M. de Gonzague vit l'un après l'autre chacun des conseillers et le président. Une mesure qui avait été provoquée par l'avocat du roi: la comparution de la jeune fille enlevée, ne fut point prise en considération; M. de Gonzague avait déclaré que la jeune fille subissait de manière ou d'autre l'influence de l'accusé.

Circonstance aggravante dans un procès de rapt, commis sur l'héritière d'un duc et pair!

On avait tout préparé pour conduire Lagardère à la Bastille: quartier des exécutions de nuit. Le sursis fut cause qu'on lui chercha une prison voisine de la salle d'audience.

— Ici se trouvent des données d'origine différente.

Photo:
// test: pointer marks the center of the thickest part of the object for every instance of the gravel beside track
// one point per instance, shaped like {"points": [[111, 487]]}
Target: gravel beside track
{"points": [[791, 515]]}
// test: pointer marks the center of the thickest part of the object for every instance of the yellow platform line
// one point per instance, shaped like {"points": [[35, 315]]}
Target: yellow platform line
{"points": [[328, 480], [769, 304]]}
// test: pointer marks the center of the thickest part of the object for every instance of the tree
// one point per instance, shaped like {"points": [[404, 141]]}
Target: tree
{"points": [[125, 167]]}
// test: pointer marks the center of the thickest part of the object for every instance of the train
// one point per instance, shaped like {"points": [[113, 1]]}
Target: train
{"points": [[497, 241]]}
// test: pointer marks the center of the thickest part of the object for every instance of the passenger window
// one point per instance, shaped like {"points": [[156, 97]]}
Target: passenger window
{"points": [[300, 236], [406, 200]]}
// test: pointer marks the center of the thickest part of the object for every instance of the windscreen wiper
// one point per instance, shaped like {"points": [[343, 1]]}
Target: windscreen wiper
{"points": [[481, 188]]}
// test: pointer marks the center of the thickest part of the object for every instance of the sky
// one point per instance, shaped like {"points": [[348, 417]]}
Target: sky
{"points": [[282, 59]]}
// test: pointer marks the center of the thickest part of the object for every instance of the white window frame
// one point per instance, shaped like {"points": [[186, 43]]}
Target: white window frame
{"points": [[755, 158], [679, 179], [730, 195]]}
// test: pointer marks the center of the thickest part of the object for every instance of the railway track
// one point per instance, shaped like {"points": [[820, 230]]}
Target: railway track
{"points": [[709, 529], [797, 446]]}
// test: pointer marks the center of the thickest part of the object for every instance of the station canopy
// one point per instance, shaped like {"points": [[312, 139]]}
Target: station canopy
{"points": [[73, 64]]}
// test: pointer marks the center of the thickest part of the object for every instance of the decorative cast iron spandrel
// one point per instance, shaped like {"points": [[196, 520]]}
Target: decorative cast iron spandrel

C'était au troisième étage de la tour neuve, ainsi nommée, parce que M. de Jancourt en avait achevé la reconstruction à la fin du règne de Louis XIV. Elle était située au nord-ouest du bâtiment, et ses meurtrières regardaient le quai.

Elle occupait juste la moitié de l'emplacement de l'ancienne tour Magne, écroulée en 1670, et dont la ruine mit bas une partie du rempart. On y mettait d'ordinaire les prisonniers du cachet avant de les diriger sur la Bastille.

C'était une construction fort légère en briques rouges et dont l'aspect contrastait singulièrement avec les sombres donjons qui l'entouraient. Au deuxième étage, un pont-levis la reliait à l'ancien rempart, formant terrasse au devant de la grand'chambre.

Les cachots ou plutôt les cellules étaient proprettes et carrelées, comme presque tous les appartements bourgeois d'alors. On voyait bien que la détention n'y pouvait être que provisoire, et, sauf les gros verrous des portes qu'on avait sans doute replacés tels quels, rien n'y sentait la prison d'État.

En mettant Lagardère sous clef, le geôlier lui déclara qu'il était au secret. Lagardère lui proposa vingt ou trente pistoles qu'il avait sur lui pour une plume, de l'encre et une feuille de papier. Le geôlier prit les trente pistoles et ne donna rien en échange. Il promit seulement d'aller les déposer au greffe.

Lagardère, enfermé, resta un instant immobile et comme accablé sous ses réflexions.